Mali crisis: ICC launches inquiry into 'atrocities'

Rebels in northern Mali. Photo: 16 July 2012 Mali rebels are accused of executions, rapes and the use of child soldiers

The International Criminal Court (ICC) has launched a preliminary inquiry into alleged atrocities committed in rebel-held northern Mali.

ICC chief prosecutor Fatou Bensouda said the move followed a request by the Malian government.

Armed groups - including Islamist rebels - are accused of executions, rapes and the use of child soldiers.

The rebels took control of northern Mali after an army coup in March in the impoverished West African country.

'War crime'

"I have instructed my office to immediately proceed with a preliminary examination of the situation," Ms Bensouda said in a statement on Wednesday.

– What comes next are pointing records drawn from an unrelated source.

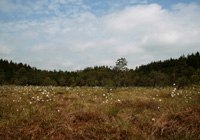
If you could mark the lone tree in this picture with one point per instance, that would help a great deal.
(121, 64)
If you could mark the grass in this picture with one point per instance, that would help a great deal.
(92, 113)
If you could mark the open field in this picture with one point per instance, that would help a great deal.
(97, 113)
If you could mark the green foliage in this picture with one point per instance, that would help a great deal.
(121, 64)
(184, 71)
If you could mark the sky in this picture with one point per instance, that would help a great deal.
(71, 35)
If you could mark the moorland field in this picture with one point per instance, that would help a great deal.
(137, 113)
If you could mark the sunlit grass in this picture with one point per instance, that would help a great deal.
(32, 112)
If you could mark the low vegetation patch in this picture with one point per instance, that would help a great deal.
(31, 112)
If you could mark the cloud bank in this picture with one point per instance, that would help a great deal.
(75, 40)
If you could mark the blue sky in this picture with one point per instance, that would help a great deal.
(75, 34)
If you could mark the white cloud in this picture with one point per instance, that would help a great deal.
(141, 33)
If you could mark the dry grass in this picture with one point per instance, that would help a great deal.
(92, 113)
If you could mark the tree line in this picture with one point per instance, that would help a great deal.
(184, 71)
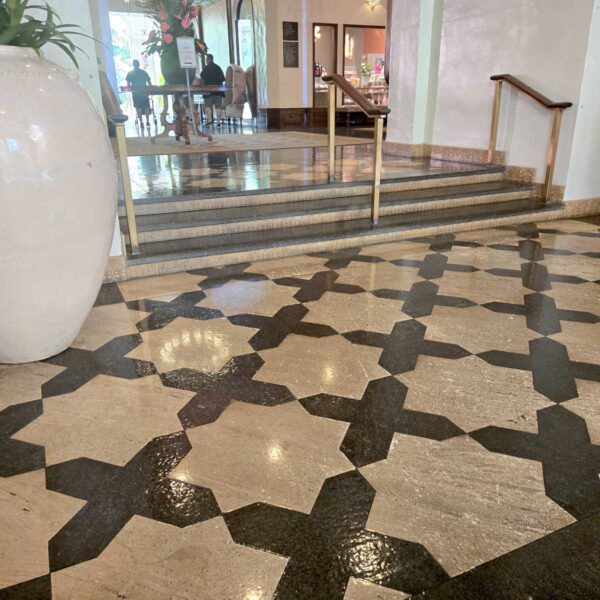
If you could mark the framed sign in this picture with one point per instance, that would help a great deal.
(291, 55)
(186, 47)
(290, 31)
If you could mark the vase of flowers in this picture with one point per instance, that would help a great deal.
(173, 19)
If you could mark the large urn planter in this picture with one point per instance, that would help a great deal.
(58, 192)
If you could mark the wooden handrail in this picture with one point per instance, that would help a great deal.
(367, 107)
(523, 87)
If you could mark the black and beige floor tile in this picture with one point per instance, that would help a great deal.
(412, 419)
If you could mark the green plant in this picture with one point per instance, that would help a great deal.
(173, 18)
(20, 29)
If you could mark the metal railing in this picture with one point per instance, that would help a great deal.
(374, 112)
(556, 107)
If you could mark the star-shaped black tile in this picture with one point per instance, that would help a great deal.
(115, 494)
(403, 346)
(376, 417)
(273, 330)
(553, 372)
(217, 390)
(421, 299)
(541, 313)
(571, 463)
(331, 544)
(84, 365)
(18, 457)
(339, 259)
(218, 276)
(163, 313)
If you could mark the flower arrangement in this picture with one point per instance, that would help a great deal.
(173, 18)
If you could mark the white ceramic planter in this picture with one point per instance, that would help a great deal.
(58, 194)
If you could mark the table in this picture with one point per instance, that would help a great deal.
(180, 124)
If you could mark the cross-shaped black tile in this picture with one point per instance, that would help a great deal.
(340, 259)
(313, 288)
(541, 313)
(84, 365)
(330, 545)
(18, 457)
(218, 276)
(163, 313)
(376, 417)
(421, 299)
(115, 494)
(535, 276)
(217, 390)
(403, 346)
(570, 461)
(553, 372)
(273, 330)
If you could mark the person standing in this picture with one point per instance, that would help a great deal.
(212, 74)
(141, 101)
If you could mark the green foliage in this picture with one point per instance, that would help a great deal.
(20, 29)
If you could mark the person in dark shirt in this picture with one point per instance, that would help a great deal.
(139, 78)
(212, 74)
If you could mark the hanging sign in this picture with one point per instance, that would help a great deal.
(186, 48)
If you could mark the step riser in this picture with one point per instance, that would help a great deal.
(326, 217)
(334, 191)
(185, 264)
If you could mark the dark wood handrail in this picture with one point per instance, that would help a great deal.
(367, 107)
(520, 85)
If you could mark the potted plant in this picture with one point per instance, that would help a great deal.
(58, 189)
(173, 18)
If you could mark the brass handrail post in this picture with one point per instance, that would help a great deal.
(551, 161)
(495, 120)
(119, 122)
(331, 131)
(377, 158)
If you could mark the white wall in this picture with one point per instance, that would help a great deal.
(584, 174)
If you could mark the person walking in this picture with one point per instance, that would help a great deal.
(141, 101)
(212, 74)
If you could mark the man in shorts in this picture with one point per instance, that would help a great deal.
(212, 74)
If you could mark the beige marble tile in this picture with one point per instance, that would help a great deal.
(363, 590)
(193, 344)
(255, 297)
(375, 276)
(580, 266)
(108, 419)
(29, 516)
(464, 504)
(309, 366)
(350, 312)
(477, 329)
(481, 287)
(152, 287)
(473, 394)
(569, 296)
(279, 455)
(149, 560)
(23, 383)
(587, 406)
(581, 339)
(105, 323)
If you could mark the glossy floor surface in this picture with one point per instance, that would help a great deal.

She said that the Malian government had admitted that it was "unable to prosecute or try the perpetrators".

The inquiry would seek to establish there are grounds to bring charges for the alleged atrocities.

Ms Bensouda earlier said that she regarded the destruction of Muslim shrines in the ancient city of Timbuktu as "a war crime".

The army seized power in Mali in March, accusing the elected government of not doing enough to halt the National Movement for the Liberation of Azawad (MNLA) and the Islamist groups.

But the rebels then took advantage of the army's disarray to seize the whole of the north - an area the size of France.

Among the insurgents are Tuareg and groups linked to al-Qaeda in the Islamic Maghreb, the north-African wing of al-Qaeda.

Mali was once considered one of the most stable countries in the region.

In a separate development, a think-tank warned in its report that any military intervention in Mali could sink the country further into chaos.

The International Crisis Group, also urged Mali's warring parties - as well as the world community - to try to find a political solution to the crisis.

Last week, French Foreign Minister Laurent Fabius said he was not ruling out a military option in Mali.